The situation only resolves when WBD's data analysts tell them the cycling was a waste of money and they should drop it from the package and let someone else (e.g. a GCN+ model) buy the rights when the current contract expires.  Which doesn't help us during the however many years it takes for them to figure that out, obviously.

Avatar
stonojnr replied to panda | 57 min ago
0 likes

No they aren't representive that's the point, if they were ITV would have had no issue signing off whatever the ASO/EBI deal asked for to get continued TdF coverage. WBD didn't bid for an exclusive deal, they ended up with one because ITV let them have it.

Avatar
mdavidford replied to Rendel Harris | 1 hour ago
0 likes

Rendel Harris wrote:

Obviously they have decided that more than one in five fans currently on a £6.99 subscription will bite the bullet and pay the £31.99 subscription, thereby increasing their profits.

Pedantically - more than one in 4.58.

[Though actually a bit less than that if they figure that there may be some people who might have cancelled but won't now they've got the cycling as well, some who aren't subscribed to either because they weren't quite sold on just what was on there previously, but cycling will tip them over the edge, etc. Probably not enough to get you to one in five, though.]

Avatar
Rendel Harris replied to mdavidford | 39 min ago
0 likes

mdavidford wrote:

Rendel Harris wrote:

Obviously they have decided that more than one in five fans currently on a £6.99 subscription will bite the bullet and pay the £31.99 subscription, thereby increasing their profits.

Pedantically - more than one in 4.58.

Pedantically pedantically the "more than" to which I was referring was the one, rather than the five, so if they need, as you say, one in 4.58 to break even then they need more than one in five, no?

Avatar
stonojnr replied to Rendel Harris | 1 hour ago
0 likes

Consider for a moment their price hike means they can absorb a near 78% cancellation rate and still be revenue neutral on subs. That's how much they value your £6.99.

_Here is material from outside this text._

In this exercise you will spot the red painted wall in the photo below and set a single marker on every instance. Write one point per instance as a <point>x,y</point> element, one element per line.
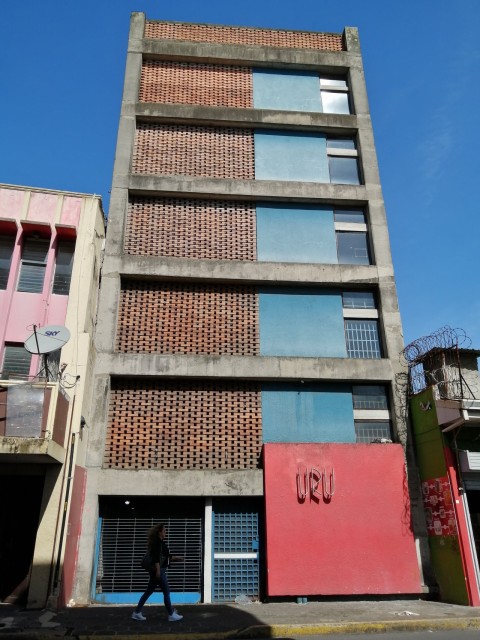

Sky charge £21,000 minimum per channel per year on their satellite system, Eurosport have 4 channels its basically 100k (you pay extra for good channel numbering) they save per year doing this, that's how much they value your £6.99.

Avatar
Rendel Harris | 8 hours ago
7 likes

Just got a "sorry you're leaving" email from discovery+, with a nice bit of blackmail thrown in (highlighted), if you change your mind you can carry on with ad-free viewing, if you don't and you try to come back in the future you'll have adverts. Nice company.

Avatar
ROOTminus1 replied to Rendel Harris | 6 hours ago
5 likes

I utterly despise the business model where a customer pays to be fed adverts.
If I'm being shown ads, then I know they are recording data about me and what ads I might interact with, therefore my data, and myself by association, are the product in their eyes, and I am not handing over more money for the privilege.
For a customer to be the product is ultimately a conflict of interests.

Avatar
brooksby replied to ROOTminus1 | 4 hours ago
1 like

ROOTminus1 wrote:

I utterly despise the business model where a customer pays to be fed adverts. If I'm being shown ads, then I know they are recording data about me and what ads I might interact with, therefore my data, and myself by association, are the product in their eyes, and I am not handing over more money for the privilege. For a customer to be the product is ultimately a conflict of interests.

Enshittification, again…

Avatar
espressodan | 10 hours ago
2 likes

For added context, while this is the visible aspect for the English Speaking UK market, a review of discovery+ shows that the whole of Europe has disappeared behind a HBO/Max DTW paywall in the past year. It seems only Germany and Italy are left with the legacy discovery+ product. I'd be interested to know what the uptake or impact has been in those markets.